Folha de S. Paulo


Não é só o Brasil

Platão atribuiu a Sócrates as origens do "método socrático", sob o qual perguntas eram feitas não só para obter respostas, mas para encorajar percepções sobre assuntos em pauta. Sócrates foi sentenciado à morte por envenenamento. José Sócrates, 57, não é filósofo grego, mas sim o ex-primeiro ministro português detido na sexta-feira ao desembarcar em Lisboa, por suspeita de fraude tributária, lavagem de dinheiro e corrupção.

Sócrates foi primeiro-ministro pelo Partido Socialista entre 2005 e 2011. Resistiu a buscar assistência internacional durante a crise, até que o país se viu forçado a aceitar um resgate de 46 bilhões de euros pela União Europeia, Banco Central Europeu e Fundo Monetário Internacional, que requeria a imposição de severas medidas de austeridade.
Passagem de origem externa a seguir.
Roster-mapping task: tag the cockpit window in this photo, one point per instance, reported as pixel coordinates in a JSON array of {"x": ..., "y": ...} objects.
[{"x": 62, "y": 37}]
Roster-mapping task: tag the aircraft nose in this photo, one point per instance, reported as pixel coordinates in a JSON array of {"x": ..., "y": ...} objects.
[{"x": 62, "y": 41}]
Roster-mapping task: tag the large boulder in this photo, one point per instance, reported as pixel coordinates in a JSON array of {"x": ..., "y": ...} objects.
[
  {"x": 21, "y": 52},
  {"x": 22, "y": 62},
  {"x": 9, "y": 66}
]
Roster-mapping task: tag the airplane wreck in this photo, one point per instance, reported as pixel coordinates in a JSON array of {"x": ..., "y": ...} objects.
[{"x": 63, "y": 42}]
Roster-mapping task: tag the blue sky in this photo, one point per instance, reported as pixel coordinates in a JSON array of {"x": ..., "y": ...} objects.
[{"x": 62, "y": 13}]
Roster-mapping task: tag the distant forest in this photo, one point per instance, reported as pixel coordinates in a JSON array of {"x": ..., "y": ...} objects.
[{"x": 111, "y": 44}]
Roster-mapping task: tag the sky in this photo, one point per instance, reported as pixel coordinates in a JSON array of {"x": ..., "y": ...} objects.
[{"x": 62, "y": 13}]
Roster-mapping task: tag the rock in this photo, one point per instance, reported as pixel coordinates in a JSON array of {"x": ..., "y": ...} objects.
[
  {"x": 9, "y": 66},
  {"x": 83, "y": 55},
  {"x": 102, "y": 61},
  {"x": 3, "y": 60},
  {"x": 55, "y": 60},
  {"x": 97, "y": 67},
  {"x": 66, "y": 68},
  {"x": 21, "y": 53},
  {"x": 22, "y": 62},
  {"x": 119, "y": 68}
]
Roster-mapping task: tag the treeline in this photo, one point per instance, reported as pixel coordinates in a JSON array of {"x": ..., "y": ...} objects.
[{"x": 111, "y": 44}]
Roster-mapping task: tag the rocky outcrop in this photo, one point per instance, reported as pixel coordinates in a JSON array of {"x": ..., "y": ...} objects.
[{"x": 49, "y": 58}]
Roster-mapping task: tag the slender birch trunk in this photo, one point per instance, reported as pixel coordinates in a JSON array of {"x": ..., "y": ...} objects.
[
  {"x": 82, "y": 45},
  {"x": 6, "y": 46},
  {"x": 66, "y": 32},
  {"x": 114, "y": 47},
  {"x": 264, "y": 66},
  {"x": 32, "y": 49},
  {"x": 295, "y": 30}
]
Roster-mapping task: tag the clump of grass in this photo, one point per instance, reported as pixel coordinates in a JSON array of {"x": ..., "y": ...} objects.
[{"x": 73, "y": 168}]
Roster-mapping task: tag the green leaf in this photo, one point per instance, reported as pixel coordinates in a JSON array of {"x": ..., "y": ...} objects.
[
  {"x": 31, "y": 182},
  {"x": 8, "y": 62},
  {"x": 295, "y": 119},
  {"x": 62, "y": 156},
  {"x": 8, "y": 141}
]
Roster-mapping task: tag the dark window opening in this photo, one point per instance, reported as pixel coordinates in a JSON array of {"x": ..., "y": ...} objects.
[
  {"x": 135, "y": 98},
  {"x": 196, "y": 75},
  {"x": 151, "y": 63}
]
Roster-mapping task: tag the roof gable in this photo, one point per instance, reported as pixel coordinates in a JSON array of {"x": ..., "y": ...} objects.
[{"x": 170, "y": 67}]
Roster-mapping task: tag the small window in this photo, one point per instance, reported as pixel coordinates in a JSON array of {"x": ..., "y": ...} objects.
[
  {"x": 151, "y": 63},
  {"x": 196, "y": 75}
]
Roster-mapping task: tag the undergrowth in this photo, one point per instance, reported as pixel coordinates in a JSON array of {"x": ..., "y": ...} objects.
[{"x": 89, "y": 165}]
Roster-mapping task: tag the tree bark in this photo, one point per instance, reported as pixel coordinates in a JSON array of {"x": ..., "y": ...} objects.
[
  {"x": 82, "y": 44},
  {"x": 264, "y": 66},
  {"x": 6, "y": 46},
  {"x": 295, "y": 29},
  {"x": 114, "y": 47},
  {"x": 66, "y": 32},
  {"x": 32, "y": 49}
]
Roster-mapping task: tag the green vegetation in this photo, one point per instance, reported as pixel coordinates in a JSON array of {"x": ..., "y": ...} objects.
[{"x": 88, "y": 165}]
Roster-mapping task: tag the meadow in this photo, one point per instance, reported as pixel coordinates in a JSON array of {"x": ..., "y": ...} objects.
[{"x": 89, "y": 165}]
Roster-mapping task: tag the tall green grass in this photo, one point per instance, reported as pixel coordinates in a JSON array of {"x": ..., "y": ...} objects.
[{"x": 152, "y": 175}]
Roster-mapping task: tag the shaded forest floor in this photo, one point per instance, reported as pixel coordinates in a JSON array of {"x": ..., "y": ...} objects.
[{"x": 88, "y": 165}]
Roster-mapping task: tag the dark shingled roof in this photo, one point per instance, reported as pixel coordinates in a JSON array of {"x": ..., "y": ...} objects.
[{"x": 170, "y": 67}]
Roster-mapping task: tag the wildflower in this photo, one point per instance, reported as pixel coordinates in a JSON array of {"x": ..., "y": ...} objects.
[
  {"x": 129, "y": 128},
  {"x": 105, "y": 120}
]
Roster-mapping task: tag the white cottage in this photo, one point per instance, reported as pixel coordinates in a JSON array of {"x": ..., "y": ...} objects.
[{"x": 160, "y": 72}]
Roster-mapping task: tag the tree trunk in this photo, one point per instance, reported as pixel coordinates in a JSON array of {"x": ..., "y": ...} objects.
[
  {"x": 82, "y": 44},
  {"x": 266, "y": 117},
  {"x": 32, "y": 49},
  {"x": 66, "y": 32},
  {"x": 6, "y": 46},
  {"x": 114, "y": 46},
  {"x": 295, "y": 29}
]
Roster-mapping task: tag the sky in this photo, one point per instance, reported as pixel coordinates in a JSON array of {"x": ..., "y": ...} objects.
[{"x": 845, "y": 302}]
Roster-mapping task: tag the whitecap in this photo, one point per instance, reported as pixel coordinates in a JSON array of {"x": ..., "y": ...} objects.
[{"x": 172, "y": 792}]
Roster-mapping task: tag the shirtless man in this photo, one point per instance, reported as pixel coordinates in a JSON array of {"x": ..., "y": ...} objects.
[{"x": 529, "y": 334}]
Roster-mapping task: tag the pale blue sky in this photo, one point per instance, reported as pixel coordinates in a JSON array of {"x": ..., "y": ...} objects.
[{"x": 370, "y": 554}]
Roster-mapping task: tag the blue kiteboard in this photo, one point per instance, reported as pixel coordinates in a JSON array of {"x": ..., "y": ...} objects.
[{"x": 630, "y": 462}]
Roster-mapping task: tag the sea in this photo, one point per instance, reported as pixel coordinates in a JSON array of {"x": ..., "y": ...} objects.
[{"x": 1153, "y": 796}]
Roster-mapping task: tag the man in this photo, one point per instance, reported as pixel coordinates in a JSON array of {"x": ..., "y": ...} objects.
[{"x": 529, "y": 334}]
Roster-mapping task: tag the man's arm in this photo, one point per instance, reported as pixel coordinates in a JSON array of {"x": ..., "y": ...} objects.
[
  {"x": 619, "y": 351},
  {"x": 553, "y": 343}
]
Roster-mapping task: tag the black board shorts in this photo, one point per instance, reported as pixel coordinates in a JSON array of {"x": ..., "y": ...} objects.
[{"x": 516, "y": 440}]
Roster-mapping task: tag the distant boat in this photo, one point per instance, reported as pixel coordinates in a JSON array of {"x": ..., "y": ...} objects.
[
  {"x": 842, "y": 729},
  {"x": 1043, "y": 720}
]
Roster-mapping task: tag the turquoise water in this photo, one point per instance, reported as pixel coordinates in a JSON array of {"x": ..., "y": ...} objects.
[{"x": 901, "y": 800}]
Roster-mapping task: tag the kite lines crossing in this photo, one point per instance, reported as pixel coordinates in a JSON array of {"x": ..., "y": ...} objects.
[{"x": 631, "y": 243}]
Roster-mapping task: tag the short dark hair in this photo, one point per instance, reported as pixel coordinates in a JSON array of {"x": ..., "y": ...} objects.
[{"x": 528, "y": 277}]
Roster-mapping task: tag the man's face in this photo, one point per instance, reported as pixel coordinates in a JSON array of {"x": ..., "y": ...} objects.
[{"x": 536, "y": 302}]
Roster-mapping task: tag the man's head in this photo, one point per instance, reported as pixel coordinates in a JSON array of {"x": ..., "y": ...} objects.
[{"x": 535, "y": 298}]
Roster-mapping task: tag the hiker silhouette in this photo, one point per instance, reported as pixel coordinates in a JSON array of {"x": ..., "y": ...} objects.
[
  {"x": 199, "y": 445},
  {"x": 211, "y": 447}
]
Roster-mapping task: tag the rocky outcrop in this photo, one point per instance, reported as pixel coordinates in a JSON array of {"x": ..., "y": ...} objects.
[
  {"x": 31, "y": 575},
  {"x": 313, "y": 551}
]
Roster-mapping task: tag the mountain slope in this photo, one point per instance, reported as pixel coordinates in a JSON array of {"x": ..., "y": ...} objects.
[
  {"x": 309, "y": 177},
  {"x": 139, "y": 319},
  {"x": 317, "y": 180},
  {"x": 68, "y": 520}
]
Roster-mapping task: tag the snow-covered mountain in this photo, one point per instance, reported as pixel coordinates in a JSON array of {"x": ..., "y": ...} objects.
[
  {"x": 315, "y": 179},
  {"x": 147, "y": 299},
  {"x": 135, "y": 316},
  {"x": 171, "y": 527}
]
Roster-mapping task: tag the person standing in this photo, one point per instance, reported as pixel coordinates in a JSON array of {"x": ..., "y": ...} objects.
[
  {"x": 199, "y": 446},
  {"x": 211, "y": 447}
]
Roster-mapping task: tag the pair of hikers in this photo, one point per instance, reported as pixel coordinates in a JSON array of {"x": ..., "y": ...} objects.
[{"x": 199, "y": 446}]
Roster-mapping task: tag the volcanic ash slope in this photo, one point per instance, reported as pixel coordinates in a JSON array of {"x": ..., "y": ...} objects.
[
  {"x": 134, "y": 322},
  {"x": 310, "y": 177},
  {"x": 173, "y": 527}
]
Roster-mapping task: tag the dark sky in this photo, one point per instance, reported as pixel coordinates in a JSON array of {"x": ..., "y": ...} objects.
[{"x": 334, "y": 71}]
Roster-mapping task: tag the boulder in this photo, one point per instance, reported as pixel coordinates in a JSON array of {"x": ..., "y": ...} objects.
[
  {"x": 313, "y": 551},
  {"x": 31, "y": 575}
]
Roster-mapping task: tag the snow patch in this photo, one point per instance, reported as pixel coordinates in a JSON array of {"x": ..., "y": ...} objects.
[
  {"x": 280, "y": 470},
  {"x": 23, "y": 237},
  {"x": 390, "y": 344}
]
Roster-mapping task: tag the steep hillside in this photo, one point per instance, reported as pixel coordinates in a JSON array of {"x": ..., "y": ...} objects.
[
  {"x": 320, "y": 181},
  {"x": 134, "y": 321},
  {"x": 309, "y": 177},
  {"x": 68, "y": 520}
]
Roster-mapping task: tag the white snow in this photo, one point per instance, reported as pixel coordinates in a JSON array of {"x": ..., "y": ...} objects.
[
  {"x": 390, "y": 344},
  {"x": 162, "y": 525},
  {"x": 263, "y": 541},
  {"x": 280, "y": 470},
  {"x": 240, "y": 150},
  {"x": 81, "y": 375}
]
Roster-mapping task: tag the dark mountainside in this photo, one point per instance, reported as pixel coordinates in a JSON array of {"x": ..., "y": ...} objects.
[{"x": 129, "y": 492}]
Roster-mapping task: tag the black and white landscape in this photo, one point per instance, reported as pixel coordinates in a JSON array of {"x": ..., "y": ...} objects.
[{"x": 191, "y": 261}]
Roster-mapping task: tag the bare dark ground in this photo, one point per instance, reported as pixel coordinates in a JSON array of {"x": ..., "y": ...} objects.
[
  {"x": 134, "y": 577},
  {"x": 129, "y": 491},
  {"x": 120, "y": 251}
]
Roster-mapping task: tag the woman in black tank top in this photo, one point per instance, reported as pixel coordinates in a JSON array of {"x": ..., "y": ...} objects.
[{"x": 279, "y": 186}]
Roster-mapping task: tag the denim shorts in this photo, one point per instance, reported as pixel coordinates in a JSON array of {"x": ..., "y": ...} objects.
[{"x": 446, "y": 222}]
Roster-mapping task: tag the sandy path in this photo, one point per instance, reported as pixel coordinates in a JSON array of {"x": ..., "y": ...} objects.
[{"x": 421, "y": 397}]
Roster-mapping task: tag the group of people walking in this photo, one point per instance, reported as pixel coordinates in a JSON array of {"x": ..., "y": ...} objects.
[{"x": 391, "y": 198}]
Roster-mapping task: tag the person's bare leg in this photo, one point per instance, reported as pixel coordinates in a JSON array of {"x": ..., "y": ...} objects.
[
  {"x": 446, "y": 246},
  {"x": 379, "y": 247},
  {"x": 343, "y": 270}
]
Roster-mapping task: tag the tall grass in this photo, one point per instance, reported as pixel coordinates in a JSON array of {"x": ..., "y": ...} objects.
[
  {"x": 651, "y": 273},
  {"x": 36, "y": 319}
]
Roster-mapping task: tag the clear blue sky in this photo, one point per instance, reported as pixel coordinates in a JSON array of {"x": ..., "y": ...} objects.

Em seguida foi derrotado na eleição geral convocada com curta antecedência, se afastou da política e se mudou para Paris. Não é a primeira vez que é acusado de transações escusas (quando era ministro do Meio Ambiente, construções foram autorizadas em terras protegidas, e também o acusam de aumentar suas credenciais universitárias).

Mas o que chocou os observadores foi que, pela primeira vez, um ex-primeiro ministro foi encarcerado. E isso após outros choques, como a detenção do diretor do serviço de imigração português, Manuel Palos, supostamente por ligação com a venda de "vistos dourados", que permitem a estrangeiros adquirir direito de residência em Portugal por 500 mil euros. Em seguida, o ministro do Interior renunciou. Tudo isso pode (ou não) estar relacionado ao colapso do maior conglomerado privado português, o Grupo Espírito Santo. Seu presidente, Ricardo Espírito Santo Salgado, foi detido por suposta fraude tributária e lavagem de dinheiro, mas libertado sob fiança de 3 milhões de euros.

O Banco Espírito Santo estava envolvido com Angola. Muito pouco acontece em Angola sem a participação de José Eduardo dos Santos, presidente desde 1979, e seus comparsas, especialmente sua filha mais velha, Isabel dos Santos, nascida no Azerbaijão, então parte da União Soviética. Tornou-se a mulher mais rica da África. Tem participações importantes em bancos e companhias de telecomunicações portuguesas e, em seu país, nos setores de petróleo, diamantes e bancos. Angola está entre os países mais corruptos do mundo. Em 2013, ocupou o 153º posto entre os 177 países do ranking de "percepção de corrupção" da Transparência Internacional. O Brasil, o 72º lugar, e Portugal, o 33º.

O problema de corrupção do Brasil certamente tem companhia "lusófona". Mas, como Portugal, o Brasil agora está (ao menos potencialmente) começando a fazer alguma coisa a respeito.